Re[2]: converting Word2000 and Word97 document

I am converting Word to HTML through a few steps.
Save word as HTML
Make some manual changes to the document to support fields
Run Microsofts "filter.exe" on the document
Run Tidy on the document to output xhtml, but not using the option 
designed for word html.

Make some more manual changes
Do a transform using xslt 

I have some specific needs and thus found I had to use all these steps.
I am doing this on some "large" word docs  about 200Kb

Tidy is working very consistently so I am happy. 
The only weirdness I have found is that non-ascii text inside comments is 
getting mangled, I cut the comments out, run tidy, then paste the comments 
back in, no longer commented out.  My xslt transform handles them then.

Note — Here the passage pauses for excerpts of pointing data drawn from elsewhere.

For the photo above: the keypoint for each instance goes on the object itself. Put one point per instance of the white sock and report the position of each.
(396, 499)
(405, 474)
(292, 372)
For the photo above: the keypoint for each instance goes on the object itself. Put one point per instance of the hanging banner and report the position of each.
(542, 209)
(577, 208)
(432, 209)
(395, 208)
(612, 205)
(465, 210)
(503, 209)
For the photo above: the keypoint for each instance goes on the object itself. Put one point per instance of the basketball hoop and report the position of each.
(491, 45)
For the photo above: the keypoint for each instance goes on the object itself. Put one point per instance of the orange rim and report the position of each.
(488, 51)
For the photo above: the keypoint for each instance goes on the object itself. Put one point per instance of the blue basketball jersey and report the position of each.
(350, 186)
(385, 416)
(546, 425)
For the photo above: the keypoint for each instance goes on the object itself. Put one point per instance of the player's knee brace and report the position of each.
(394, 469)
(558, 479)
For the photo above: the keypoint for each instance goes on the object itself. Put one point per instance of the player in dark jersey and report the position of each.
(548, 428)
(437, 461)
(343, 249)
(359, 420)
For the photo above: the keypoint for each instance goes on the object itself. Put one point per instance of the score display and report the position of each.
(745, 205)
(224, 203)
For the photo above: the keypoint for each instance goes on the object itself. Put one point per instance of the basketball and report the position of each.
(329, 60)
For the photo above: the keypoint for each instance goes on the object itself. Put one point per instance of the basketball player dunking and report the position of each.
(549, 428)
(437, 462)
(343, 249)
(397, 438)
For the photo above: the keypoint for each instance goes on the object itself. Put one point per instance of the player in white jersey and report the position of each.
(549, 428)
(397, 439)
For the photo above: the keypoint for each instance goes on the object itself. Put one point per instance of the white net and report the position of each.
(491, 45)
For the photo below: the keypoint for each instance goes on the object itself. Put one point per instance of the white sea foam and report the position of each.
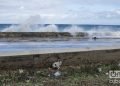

On Thu, 18 Jul 2002, Nadezhda wrote:

> 
> Hello Terry,
> 
> TT> At 10:49 AM -0400 7/16/02, Nadezhda wrote:
> >>May I know on Word documents of what size and styles
> >>HTML Tidy was tested?
> 
> TT> I'm not personally a Word-2000 user, but we do include various Word
> TT> documents in our regression tests for Tidy. The files probably range in
> TT> size from 20 K to 100 K. I couldn't tell you how complex the documents are,
> TT> but they are usually from real-world cases.
> Not more than 100 K?
> 
> TT> The Word-2000 support in Tidy is improving all the time.
> 
> TT> Do you have a specific task in mind or concern? i.e. have you tried current
> TT> versions of Tidy, and if you are unhappy with the results, please report
> TT> any bugs and provide the Word-2000 files etc.
> I have a real task to convert .doc to .html.
> I want to know something beforehand, because although I have one more way
> to convert .doc to .html, but results till now are not as desired.
> 
> TT> I'm sure users that Tidy Word-2000 documents regularly, will speak up.
> I hope so. And ask users who use Tidy for cleaning Word2000 documents to
> answer.
> 
> --
> Best regards,
>  Nadezhda                            mailto:tnv@rnivc.kis.ru
> 
> 

Received on Friday, 19 July 2002 03:42:36 UTC